The diagnosis of sympathetic ophthalmia is a clinical one depending essentially on the history of ocular injury by surgery or trauma followed by bilateral granulomatous uveitis. Occasionally, it may difficult to distinguish sympathetic ophthalmia from Vogt–Koyanagi–Harada syndrome. Typically, patients with Vogt–Koyanagi–Harada syndrome have bilateral localized serous detachments of the retina and have no history of trauma [6]. It was known that systemic immunosuppressive therapy is the main treatment for both diseases. It was also shown that intravitreal triamcinolone acetonide might be an additional tool in the treatment for sympathetic ophthalmia and Vogt–Koyanagi–Harada syndrome by decreasing intraocular inflammation and increasing visual acuity [1, 4]. The rationale for intravitreal corticosteroids parallels that established for other routes of corticosteroid administration, specifically the anti-inflammatory effect. However, the intravitreal route alleviates the pharmacologic issues of penetration and bioavailability. A potent dose of medication is delivered directly to its site of action with rapid onset.

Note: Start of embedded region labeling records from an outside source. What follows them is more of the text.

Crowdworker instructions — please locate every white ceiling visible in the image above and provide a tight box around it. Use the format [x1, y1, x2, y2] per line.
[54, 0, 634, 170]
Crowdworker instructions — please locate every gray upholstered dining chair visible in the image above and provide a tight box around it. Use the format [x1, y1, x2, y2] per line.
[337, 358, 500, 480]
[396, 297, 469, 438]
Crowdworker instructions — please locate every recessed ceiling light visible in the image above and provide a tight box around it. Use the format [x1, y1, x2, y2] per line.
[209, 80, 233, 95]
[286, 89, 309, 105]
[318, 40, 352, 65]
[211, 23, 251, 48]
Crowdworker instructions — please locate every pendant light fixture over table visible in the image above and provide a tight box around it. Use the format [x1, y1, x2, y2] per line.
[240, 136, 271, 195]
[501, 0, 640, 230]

We have described short-term improvement in the clinical picture of a patient with sympathetic ophthalmia after intravitreal injection of triamcinolone acetonide. The results suggest that intravitreal triamcinolone acetonide injection may be an additional tool in the treatment of sympathetic ophthalmia. Moreover, systemic corticosteroid use may be spared, shortened or even eliminated in selected cases of this disease when managed with intravitreal corticosteroids.